Review of Bratz

Bratz (2007)
5/10
Smarter than your average doll, which is saying a great deal for this film
22 July 2014
Bratz, based off the wildly popular line of dolls, is actually a much more tolerable film than the one I was expecting to be greeted with. Rather than a shallow, frothy, candy-colored stroll through ditzy women, inappropriate fashion, and immature circumstances, I received a mildly-entertaining, high-energy romp filled with attractive leads, all of whom at least carry their part with some semblance of conviction, acceptable, if scatter-plotted themes and ideas, and a pleasantly fun diversion through the world that sort of mimics our reality but still finds itself wholly trapped in cinema's, family-friendly kind of reality.

Make no mistake, Bratz isn't really a good film and it wouldn't be the first thing I recommend your daughters see. However, for a film that concerns three teen girls who are obsessed with fashion and self-expression, we could've been handed a much more harmful piece of cinema. Even as a male child, I always wondered why so much outrage and hate was directed at Barbie, who predicated herself off of being a good-natured sweetheart, was always the subject of vehement feminist controversy while the Bratz doll-line went under the radar, with their skimpy attire, makeup-heavy faces, and distracting artificiality.
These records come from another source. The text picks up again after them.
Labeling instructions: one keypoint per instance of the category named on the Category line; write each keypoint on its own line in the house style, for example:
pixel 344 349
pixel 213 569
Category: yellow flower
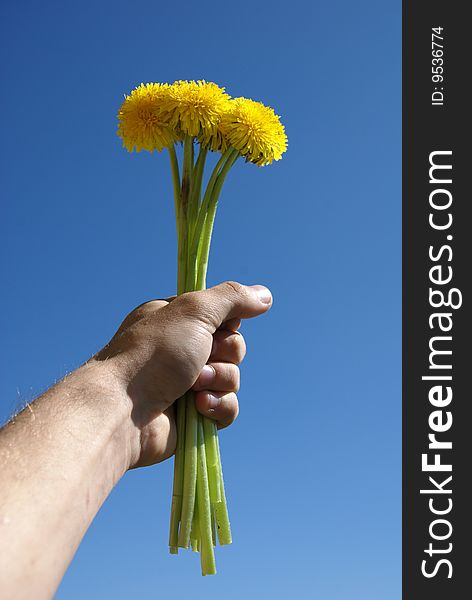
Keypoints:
pixel 255 130
pixel 141 124
pixel 195 108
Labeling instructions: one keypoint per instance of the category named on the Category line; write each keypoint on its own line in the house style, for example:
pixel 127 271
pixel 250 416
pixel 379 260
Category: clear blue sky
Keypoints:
pixel 313 463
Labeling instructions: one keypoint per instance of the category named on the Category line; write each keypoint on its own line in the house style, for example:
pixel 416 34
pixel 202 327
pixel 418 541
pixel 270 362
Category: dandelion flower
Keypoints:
pixel 195 108
pixel 255 130
pixel 141 123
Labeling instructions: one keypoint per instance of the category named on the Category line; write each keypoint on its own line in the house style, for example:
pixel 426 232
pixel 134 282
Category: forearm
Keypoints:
pixel 59 459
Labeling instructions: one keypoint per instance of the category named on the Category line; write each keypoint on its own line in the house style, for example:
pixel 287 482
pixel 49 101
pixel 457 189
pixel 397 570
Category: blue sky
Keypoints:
pixel 312 465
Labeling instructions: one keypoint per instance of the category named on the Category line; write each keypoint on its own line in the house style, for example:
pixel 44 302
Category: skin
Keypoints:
pixel 62 455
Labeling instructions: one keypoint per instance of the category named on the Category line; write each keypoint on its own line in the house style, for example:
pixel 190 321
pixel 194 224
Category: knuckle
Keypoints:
pixel 189 303
pixel 235 287
pixel 235 378
pixel 238 347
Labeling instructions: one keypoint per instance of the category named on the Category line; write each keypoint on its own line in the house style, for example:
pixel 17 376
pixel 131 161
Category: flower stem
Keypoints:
pixel 204 507
pixel 221 509
pixel 210 434
pixel 205 236
pixel 190 472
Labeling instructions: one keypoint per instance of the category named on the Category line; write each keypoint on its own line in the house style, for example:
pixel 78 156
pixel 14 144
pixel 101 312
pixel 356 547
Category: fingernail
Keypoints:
pixel 207 374
pixel 263 293
pixel 213 401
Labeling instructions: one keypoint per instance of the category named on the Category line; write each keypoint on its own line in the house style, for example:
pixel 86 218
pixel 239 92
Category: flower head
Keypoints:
pixel 142 126
pixel 195 108
pixel 255 130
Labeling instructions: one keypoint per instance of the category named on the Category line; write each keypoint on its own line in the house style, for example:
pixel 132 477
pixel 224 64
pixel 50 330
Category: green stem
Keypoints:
pixel 213 465
pixel 221 509
pixel 205 239
pixel 178 484
pixel 174 165
pixel 206 202
pixel 195 531
pixel 204 508
pixel 190 472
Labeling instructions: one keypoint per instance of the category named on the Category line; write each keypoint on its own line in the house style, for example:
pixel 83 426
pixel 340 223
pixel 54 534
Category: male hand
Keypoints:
pixel 162 349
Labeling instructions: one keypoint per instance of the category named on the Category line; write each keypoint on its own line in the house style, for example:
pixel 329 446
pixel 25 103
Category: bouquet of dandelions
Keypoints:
pixel 198 115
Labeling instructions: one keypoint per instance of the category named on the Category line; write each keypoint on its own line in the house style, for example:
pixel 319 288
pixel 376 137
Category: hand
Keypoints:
pixel 163 349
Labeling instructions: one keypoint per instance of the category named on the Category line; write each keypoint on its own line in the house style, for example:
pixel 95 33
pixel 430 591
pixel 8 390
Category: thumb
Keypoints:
pixel 229 300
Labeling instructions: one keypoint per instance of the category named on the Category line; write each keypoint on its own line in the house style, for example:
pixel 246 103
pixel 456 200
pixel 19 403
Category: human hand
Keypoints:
pixel 163 349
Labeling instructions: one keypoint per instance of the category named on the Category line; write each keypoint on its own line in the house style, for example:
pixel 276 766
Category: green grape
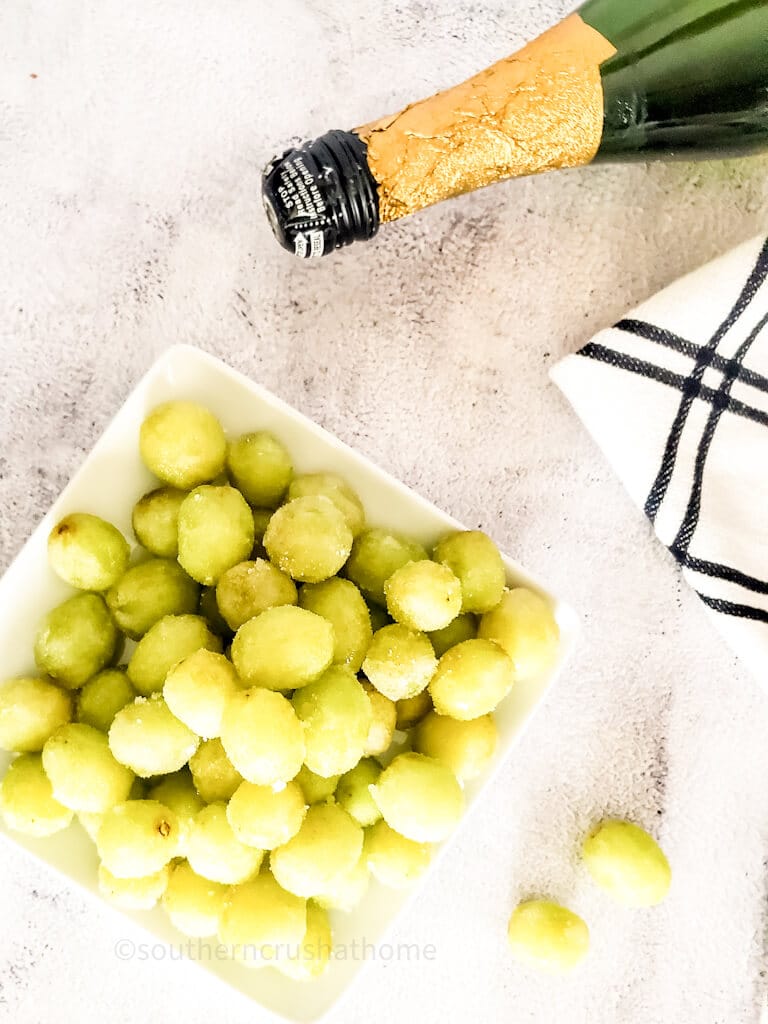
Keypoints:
pixel 195 904
pixel 27 801
pixel 215 852
pixel 524 626
pixel 345 891
pixel 133 894
pixel 262 736
pixel 628 863
pixel 156 521
pixel 264 817
pixel 471 679
pixel 148 592
pixel 215 531
pixel 87 552
pixel 214 775
pixel 329 843
pixel 336 715
pixel 419 798
pixel 546 935
pixel 260 467
pixel 412 710
pixel 383 722
pixel 283 648
pixel 392 859
pixel 170 640
pixel 31 711
pixel 376 555
pixel 261 921
pixel 83 771
pixel 316 788
pixel 399 662
pixel 102 697
pixel 337 489
pixel 137 838
pixel 250 588
pixel 463 628
pixel 311 957
pixel 353 792
pixel 474 558
pixel 423 595
pixel 467 748
pixel 76 640
pixel 341 603
pixel 182 443
pixel 308 539
pixel 198 688
pixel 150 739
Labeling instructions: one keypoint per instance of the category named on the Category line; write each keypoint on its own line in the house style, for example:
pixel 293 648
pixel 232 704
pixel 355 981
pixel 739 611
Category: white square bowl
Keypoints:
pixel 110 481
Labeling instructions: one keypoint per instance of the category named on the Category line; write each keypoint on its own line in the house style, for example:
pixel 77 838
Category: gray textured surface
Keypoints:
pixel 130 220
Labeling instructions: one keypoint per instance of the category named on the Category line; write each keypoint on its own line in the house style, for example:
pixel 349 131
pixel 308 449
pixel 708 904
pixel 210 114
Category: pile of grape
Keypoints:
pixel 299 705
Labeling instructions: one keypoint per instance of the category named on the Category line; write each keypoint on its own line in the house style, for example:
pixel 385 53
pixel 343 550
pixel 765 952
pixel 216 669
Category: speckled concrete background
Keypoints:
pixel 130 220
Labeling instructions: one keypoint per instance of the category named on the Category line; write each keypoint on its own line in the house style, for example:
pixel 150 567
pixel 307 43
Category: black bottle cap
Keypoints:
pixel 322 196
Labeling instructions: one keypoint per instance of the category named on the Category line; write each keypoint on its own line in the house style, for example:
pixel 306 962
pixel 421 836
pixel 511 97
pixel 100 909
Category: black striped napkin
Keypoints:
pixel 676 395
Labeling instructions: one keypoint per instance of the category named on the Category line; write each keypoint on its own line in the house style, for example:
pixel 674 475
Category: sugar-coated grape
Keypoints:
pixel 198 688
pixel 423 595
pixel 283 648
pixel 392 859
pixel 150 739
pixel 471 679
pixel 31 711
pixel 476 561
pixel 335 487
pixel 262 736
pixel 546 935
pixel 214 775
pixel 76 640
pixel 342 604
pixel 467 748
pixel 195 904
pixel 250 588
pixel 265 817
pixel 215 531
pixel 260 467
pixel 463 628
pixel 27 801
pixel 156 520
pixel 419 798
pixel 261 922
pixel 150 591
pixel 628 863
pixel 137 838
pixel 353 792
pixel 399 662
pixel 83 770
pixel 376 555
pixel 524 626
pixel 133 894
pixel 308 539
pixel 336 716
pixel 182 443
pixel 170 640
pixel 87 552
pixel 101 697
pixel 329 843
pixel 215 852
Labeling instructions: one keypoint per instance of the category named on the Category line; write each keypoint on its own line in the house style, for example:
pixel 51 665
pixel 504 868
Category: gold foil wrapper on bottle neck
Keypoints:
pixel 539 110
You want to talk about giving young girls the false sense of beauty and exercising the gender roles? The Bratz essentially were telling them not to leave the house without a tube-top, eyeliner, and eyeshadow.
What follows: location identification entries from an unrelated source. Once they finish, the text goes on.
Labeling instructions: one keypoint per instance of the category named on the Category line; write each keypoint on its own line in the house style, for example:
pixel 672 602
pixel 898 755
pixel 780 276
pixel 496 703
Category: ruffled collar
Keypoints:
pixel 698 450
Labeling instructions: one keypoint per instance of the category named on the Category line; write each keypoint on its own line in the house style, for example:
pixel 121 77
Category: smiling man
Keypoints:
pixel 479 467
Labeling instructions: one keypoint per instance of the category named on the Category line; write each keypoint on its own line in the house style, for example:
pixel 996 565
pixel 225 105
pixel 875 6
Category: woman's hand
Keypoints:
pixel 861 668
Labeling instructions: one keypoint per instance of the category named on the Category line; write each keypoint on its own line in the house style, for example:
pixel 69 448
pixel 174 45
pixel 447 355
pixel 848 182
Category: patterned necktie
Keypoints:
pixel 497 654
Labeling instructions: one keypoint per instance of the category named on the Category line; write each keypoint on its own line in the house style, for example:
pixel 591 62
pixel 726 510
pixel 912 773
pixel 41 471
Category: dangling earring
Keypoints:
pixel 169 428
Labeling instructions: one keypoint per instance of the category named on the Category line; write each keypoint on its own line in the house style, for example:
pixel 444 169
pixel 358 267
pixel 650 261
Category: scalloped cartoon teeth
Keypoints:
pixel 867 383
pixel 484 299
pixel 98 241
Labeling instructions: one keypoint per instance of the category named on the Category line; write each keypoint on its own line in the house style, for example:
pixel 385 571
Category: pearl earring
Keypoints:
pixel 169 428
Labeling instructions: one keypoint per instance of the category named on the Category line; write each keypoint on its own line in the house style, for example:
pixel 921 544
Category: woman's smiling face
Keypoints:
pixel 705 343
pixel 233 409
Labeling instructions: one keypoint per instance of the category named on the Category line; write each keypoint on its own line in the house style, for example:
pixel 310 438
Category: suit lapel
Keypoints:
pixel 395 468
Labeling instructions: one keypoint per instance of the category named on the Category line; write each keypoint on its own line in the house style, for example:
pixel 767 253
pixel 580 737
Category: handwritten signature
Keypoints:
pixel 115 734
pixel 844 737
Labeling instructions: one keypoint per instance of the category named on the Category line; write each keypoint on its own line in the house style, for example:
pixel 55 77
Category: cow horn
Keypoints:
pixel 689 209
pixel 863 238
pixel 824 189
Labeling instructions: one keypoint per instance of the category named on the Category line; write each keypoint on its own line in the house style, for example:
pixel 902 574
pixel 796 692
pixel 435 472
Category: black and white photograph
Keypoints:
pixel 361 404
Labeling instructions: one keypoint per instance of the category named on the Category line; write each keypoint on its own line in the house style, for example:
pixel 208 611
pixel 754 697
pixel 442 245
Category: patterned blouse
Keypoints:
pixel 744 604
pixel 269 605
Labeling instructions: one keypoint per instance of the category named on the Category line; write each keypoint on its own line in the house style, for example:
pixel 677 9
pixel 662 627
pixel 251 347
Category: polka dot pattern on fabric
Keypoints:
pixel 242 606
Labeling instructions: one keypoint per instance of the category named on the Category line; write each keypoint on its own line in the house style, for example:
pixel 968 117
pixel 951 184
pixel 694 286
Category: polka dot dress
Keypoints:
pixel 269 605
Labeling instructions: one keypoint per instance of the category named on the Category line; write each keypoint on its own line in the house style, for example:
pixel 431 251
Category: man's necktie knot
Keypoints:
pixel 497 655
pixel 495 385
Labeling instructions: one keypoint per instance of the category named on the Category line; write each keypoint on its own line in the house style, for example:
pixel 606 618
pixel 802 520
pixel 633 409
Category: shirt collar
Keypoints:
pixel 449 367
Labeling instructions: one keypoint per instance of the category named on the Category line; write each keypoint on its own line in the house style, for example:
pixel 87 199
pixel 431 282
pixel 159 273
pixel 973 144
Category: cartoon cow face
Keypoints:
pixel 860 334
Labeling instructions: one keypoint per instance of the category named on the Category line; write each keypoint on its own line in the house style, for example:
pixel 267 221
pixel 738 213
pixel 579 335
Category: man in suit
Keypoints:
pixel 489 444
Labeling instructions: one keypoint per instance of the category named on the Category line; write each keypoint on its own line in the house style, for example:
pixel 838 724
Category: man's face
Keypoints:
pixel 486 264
Bratz follows four lifelong best-friends - Cloe (Skyler Shaye), Yasmin (Nathalia Ramos), Sasha (Logan Browning), and Jade (Janel Parrish) - as they enter high school with an attitude to keep each other as close as possible. However, they are heavily burdened by the idea that the self-indulgent, wildly narcissistic class president Meredith Baxter Dimly (Chelsea Kane) wants to identify every student by what clique they should belong to, forcing nothing but social segregation in the already ominous halls of high school. Of course, Meredith finds the free-spirited girls disgusting and offsetting to her plan, but finds little to worry after two years of high school.

Yes, by junior year, the lifelong friends have become nothing but faces in crowded hallways to each other, drifting towards their own sort of cliques, falling victim to Meredith's plan to keep all students part of their own little class of people. Cloe becomes invested in soccer, Sasha becomes a gifted and determined cheerleader, Jade embraces her inner-scientist with the chemistry club, and Yasmin sort of watches it all happen, while quietly participating in journalism. Yet the girls are brought together by four colossal, incredulous misunderstands at lunchtime, which reminds them that they have fallen prey to Meredith's system. Upon reuniting the group to prove that they can still be inseparable and devoted to each other, Meredith sets out to destroy the girls by recreating the party she threw for her sweet sixteen, making it even bigger and better, which she hopes will propel herself to the known voice of the school while the four girls wallow in their shame.

I laud Bratz for at least doing what I never thought would be done in one of the most ostensibly shallow teen films of the last decade, which is etch some solid, vital commentary about high school into its material. While many films have addressed the abundance of cliques and groups in high school, Bratz recognizes the problem with it, which is that kids get the idea that they shouldn't be seen with kids of different cliques, which stunts their emotional and mental growth all the more. Yes, Bratz would be better if it didn't make the cliques so overblown and farcical that they tread the line of being part of a high school satire, but its acknowledgment of a real problem in a pleasantly real way is actually heartwarming to say the least.

Then there's the abundance of singing, dancing, and just hanging out these girls do, which is surprisingly fun and enjoyable, given how shallow it sounds. These are teen girls being teen girls, minus the sarcastic and childish lingo utilized on contemporary kids shows like iCarly and Victorious, but also without the biting wit and commentary of something like Mean Girls, one of this particular's decades smartest teen films.

Bratz essentially wants to be a flashier, more stylistically-potent Mean Girls, but its reliance on scenes that are too goofy and ridiculous to be taken seriously and its repetitive nature are what hinder it from living up to what it could be. The visuals are eye-popping, the music is catchy, if existing from the often forgettable subgenre of bubblegum pop that expires quickly, and the four leads are all charming with their smiley charisma and micro-mini fashionista sense, but the film simply has too much going on to really settle on a focus and it bogged down by scenes that are either not funny or heavy-handed in their moralizing. But the fact that there's moralizing in a film called Bratz, taken from the line of dolls that look the way they do, is surprising enough, giving the film much more leverage and likability than I could've ever imagined.

Starring: Skyler Shaye, Nathalia Ramos, Logan Browning, Janel Parrish, and Chelsea Kane. Directed by: Sean McNamara.